Microsoft was working on a separate version of Xbox Cloud Gaming (xCloud) that wouldn’t have been tied to its premium Xbox Game Pass Ultimate subscription. During the FTC v. Microsoft hearing today, the FTC’s counsel revealed that Microsoft had been working on a “dedicated xCloud SKU” last year.
“Xbox would very much like to do it,” said Sarah Bond, head of Xbox creator experience, in September 2022 — the same month Google announced its Stadia shutdown. Microsoft has now strangely changed its mind amid regulatory concerns over cloud gaming. So what’s changed since September 2022?
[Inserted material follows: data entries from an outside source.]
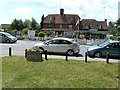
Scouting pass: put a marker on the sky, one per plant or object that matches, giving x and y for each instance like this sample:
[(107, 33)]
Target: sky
[(86, 9)]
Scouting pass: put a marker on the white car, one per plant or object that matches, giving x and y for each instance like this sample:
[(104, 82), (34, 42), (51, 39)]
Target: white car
[(60, 45)]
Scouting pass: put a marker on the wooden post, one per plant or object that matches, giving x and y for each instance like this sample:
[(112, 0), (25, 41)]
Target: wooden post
[(25, 53), (45, 54), (107, 58), (10, 50), (86, 57)]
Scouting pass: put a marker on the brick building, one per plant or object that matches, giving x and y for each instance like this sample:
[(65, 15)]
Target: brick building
[(70, 25), (61, 24)]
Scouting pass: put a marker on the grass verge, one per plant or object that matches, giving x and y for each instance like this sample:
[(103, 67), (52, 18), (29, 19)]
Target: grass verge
[(57, 73)]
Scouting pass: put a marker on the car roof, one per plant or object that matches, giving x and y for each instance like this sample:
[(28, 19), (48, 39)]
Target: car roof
[(62, 38), (113, 41)]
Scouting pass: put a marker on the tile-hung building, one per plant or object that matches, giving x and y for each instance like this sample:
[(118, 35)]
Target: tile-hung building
[(93, 29), (61, 24), (68, 25)]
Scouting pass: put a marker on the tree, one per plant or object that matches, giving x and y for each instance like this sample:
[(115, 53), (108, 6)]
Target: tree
[(27, 23), (17, 24), (33, 24), (42, 20)]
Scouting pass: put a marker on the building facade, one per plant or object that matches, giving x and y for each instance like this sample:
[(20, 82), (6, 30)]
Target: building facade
[(61, 24)]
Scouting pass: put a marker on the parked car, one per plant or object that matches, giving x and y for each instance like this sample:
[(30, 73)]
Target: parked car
[(60, 45), (101, 50), (7, 38)]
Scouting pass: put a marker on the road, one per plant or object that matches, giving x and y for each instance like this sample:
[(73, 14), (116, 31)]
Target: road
[(19, 47)]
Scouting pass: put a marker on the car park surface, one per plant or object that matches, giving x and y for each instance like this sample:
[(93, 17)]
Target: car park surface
[(18, 49), (101, 50)]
“We’ve continued to get more data about the success and the popularity of xCloud. We’ve gotten more clear on the costs related to it, and we have signed partnerships with others who provide those services,” says Bond.
This is a key part of the FTC v. Microsoft hearing, as Microsoft has been arguing that Xbox Cloud Gaming (xCloud) is simply a feature and not a dedicated market. If Microsoft was planning to offer access in a similar way to Google Stadia, then that undermines its argument that it’s just a feature. But it’s clear this was never always going to be just a feature.
“We believe there is going to be 2 billion gamers in the world, and our goal is to reach every one of them,” was the message from Kareem Choudhry, head of cloud gaming at Microsoft, when the company first started talking about xCloud in 2018.